Jeet strengthened more than 1.2 percent on Monday, which is a dollar one, at the highest level in eight months, to trade at WON1,353 before winning some of his profit.

This is the latest step of the government to promote foreign exchange flow after the country’s foreign exchange market has ended in five years after ending the country’s foreign exchange market and promoting foreign exchange flows.

The government has increased the hedging limit in the currency derivatives, reduced the ban on foreign exchange loans by domestic banks and increased the foreign exchange swap line between Bok and National Pension Service to reduce the purchase of dollars operated by the state pension funds in the domestic market.

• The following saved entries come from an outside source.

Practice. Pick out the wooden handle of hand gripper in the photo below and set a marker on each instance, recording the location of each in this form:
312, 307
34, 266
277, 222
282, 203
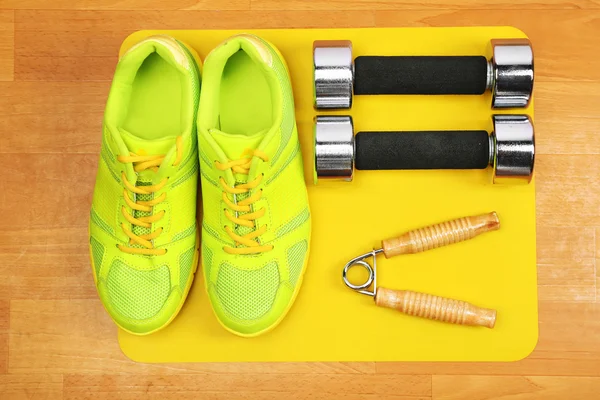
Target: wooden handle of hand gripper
442, 234
436, 308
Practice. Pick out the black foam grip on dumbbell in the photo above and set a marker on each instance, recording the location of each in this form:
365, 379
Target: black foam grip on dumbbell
420, 75
422, 150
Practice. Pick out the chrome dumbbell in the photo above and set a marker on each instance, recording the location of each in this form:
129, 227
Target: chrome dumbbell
509, 149
508, 74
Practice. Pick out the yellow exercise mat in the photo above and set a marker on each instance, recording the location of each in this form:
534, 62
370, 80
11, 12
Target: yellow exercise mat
330, 322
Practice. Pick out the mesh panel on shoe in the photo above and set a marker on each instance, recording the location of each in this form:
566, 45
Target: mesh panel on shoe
294, 223
184, 233
97, 254
185, 267
137, 294
295, 257
207, 260
247, 295
287, 122
100, 222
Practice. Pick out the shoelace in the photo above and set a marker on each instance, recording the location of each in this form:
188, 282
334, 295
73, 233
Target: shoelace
142, 163
249, 242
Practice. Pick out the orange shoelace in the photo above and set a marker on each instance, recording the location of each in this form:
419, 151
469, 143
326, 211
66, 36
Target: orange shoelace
142, 163
249, 243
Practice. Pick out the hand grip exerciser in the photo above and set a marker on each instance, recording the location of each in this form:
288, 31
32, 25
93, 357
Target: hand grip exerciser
422, 304
508, 74
509, 149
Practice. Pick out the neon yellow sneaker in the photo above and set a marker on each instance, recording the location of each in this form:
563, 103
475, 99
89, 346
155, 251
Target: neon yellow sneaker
143, 235
256, 222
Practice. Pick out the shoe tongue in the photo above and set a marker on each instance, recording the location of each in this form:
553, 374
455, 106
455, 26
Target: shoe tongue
141, 146
233, 145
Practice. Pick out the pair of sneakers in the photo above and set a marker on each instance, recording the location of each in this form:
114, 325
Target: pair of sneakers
237, 130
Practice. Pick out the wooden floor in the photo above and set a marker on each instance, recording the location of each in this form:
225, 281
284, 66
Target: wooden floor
56, 341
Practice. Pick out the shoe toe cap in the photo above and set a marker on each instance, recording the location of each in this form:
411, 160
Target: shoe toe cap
138, 300
249, 301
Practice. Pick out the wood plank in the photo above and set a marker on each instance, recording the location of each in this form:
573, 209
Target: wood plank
86, 343
248, 386
4, 329
417, 4
32, 386
68, 55
64, 117
565, 242
126, 4
45, 264
569, 345
514, 387
566, 117
75, 24
566, 264
559, 37
7, 44
57, 189
568, 190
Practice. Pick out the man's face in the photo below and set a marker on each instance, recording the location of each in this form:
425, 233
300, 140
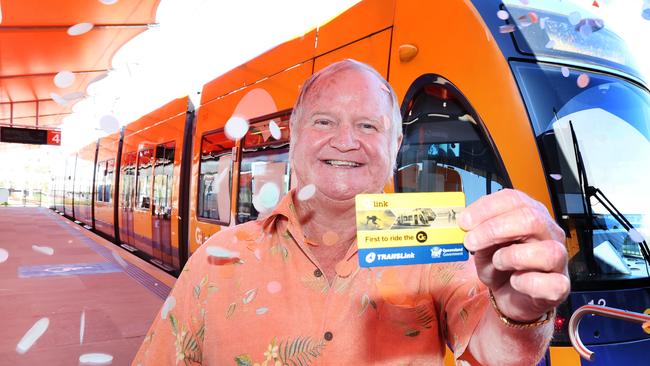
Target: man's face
343, 139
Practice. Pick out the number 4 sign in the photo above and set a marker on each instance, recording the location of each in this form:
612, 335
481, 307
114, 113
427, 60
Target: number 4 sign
53, 137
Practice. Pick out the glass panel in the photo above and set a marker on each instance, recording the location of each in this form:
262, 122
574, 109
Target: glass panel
163, 180
265, 159
444, 149
595, 143
215, 177
143, 195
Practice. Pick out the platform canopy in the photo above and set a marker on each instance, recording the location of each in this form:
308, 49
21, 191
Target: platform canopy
38, 42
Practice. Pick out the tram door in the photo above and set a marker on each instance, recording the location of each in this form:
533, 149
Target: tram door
162, 204
127, 190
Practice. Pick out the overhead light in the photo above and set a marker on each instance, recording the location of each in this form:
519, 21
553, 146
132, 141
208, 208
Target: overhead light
64, 79
79, 29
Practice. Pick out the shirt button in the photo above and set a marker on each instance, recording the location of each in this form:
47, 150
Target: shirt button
328, 336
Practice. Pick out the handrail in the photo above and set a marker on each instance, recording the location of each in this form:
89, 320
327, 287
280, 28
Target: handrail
605, 311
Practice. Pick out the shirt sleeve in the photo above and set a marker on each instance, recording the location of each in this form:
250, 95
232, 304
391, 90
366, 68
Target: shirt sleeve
461, 300
177, 333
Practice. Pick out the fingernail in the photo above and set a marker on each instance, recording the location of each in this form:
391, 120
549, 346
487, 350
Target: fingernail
470, 242
497, 260
465, 220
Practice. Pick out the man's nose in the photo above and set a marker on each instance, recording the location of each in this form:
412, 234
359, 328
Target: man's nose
345, 138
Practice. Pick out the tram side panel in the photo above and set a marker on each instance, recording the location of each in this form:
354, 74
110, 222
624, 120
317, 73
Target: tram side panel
83, 184
218, 198
105, 183
149, 184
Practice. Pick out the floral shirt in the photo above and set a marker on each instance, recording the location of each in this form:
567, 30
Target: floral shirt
254, 294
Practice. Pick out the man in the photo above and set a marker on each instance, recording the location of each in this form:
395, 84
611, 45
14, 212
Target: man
288, 289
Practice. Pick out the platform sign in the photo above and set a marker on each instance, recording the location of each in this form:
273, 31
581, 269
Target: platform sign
20, 135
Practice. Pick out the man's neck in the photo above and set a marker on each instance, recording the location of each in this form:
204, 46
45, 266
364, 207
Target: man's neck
330, 226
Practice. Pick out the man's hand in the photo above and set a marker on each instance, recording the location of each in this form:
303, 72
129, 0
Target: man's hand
519, 253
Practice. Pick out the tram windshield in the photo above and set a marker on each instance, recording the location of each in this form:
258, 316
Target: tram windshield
593, 132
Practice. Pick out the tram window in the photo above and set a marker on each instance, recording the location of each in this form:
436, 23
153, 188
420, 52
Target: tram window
143, 193
444, 148
265, 160
215, 177
163, 180
108, 180
127, 180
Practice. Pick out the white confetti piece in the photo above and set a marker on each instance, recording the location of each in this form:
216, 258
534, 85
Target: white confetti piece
79, 29
636, 236
503, 15
169, 304
64, 79
219, 252
509, 28
32, 335
583, 80
236, 128
269, 195
307, 192
4, 254
82, 327
119, 260
95, 359
275, 130
43, 250
565, 71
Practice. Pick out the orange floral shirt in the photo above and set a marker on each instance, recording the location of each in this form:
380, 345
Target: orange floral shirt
254, 295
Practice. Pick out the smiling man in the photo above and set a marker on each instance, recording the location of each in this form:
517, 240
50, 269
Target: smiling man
287, 289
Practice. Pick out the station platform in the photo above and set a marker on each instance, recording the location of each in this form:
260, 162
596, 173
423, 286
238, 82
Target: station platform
95, 296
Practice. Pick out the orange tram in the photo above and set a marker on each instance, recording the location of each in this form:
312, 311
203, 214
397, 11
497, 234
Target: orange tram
494, 94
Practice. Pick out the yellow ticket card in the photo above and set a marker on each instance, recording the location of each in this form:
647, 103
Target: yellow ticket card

This hopes to attract more dollars to the country and to unbalance the retail outflow.

“We expect more Korean branches of foreign financial institutions to bring dollars for kimchi bond investment. This will increase the dollar supply to the domestic market,” said an official.

In the past, the main issuer of Kimchi Bonds was foreign subsidiaries of South Korean companies that required dollar funding. Analysts hope that more domestic groups will release kimchi bonds as they can now sell foreign exchange loans and convert it to win for domestic use.

“There is a growing belief that Korean won is very weak relative to its basic things and the government wants the local currency to appreciate further,” said Fellow Hwang Sei Woon at the Korea Capital Market Institute.

“The latest measures indicate high demand for won in the long run, showing the government’s will to open the foreign exchange market further.”

The increase in political stability after the upheaval of last year’s martial law has won by more than 8 percent against the dollar this year.

A new government, which has taken over in this month, has promised high fiscal expenses, and is under pressure to promote the value of its currency in a trade talks with Seoul Washington.

Despite the efforts to improve market access to foreign investors, South Korea has not been upgraded to the condition of the Bazaar developed by the Global Index provider MSCI, which has cited obstacles for the foreign exchange market liberalization.

Hwang warned that domestic companies will not hurry to issue Kimchi bonds, given the cost of high money Dollar Compared to those in victory.